Neurology. 1992 Jul;42(7):1274-7. doi: 10.1212/wnl.42.7.1274.
Of all partial seizures, those of frontal lobe origin (FLPS) are most bizarre and are often mistaken for psychogenic seizures (PS). The reverse can also be true. To clarify the confusing clinical presentation of these different seizure types, we compared the clinical ictal characteristics of 63 FLPS in 11 patients with 29 PS in 12 patients. Patients with PS had significantly later age at onset and longer ictal duration. There was no statistically significant difference between the two groups with respect to history of psychiatric disorder, ictal pelvic thrusting, rocking of body, side-to-side head movements, or rapid postictal recovery, all of which previously have been reported as characteristic features of PS. Turning to a prone position during the seizure occurred only in FLPS. Nocturnal occurrence, short ictal duration, younger age at onset, stereotyped patterns of movements, and MRI and EEG abnormality suggested FLPS.
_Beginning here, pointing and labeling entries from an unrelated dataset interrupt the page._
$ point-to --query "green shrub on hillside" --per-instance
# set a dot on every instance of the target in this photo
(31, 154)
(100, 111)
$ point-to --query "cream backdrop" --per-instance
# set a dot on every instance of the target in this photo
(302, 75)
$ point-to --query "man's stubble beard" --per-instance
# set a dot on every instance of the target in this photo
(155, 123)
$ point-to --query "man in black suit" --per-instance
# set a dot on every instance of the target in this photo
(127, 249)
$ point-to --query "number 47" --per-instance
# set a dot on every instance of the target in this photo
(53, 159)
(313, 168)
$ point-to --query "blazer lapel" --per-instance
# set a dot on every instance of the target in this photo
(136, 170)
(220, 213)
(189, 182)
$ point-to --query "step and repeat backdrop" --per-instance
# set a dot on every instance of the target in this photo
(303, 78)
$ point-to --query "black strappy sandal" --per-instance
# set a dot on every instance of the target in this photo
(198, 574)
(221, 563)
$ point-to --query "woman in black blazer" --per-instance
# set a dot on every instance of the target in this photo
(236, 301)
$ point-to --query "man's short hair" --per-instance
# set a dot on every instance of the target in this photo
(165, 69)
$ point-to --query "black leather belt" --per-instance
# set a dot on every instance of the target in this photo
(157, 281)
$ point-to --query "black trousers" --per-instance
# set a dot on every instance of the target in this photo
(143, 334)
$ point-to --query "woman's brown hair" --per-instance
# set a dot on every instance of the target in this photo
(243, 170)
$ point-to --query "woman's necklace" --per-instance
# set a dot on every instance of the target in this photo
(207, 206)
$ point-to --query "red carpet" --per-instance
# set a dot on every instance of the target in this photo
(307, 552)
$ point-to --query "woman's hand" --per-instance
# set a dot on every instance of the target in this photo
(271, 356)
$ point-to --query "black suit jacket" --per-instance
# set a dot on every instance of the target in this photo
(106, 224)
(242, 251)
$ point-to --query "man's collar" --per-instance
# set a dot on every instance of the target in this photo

在所有部分性癫痫发作中,额叶起源的癫痫发作(FLPS)最为怪异,常被误诊为心因性癫痫发作(PS)。反之亦然。为了阐明这些不同癫痫发作类型令人困惑的临床表现,我们比较了11例患者的63次FLPS与12例患者的29次PS的发作期临床特征。PS患者的起病年龄显著更晚,发作持续时间更长。两组在精神疾病史、发作期骨盆前推、身体摇晃、头部左右移动或发作后快速恢复方面无统计学显著差异,所有这些此前都被报道为PS的特征性表现。癫痫发作时转为俯卧位仅见于FLPS。夜间发作、发作持续时间短、起病年龄小、刻板的运动模式以及MRI和脑电图异常提示为FLPS。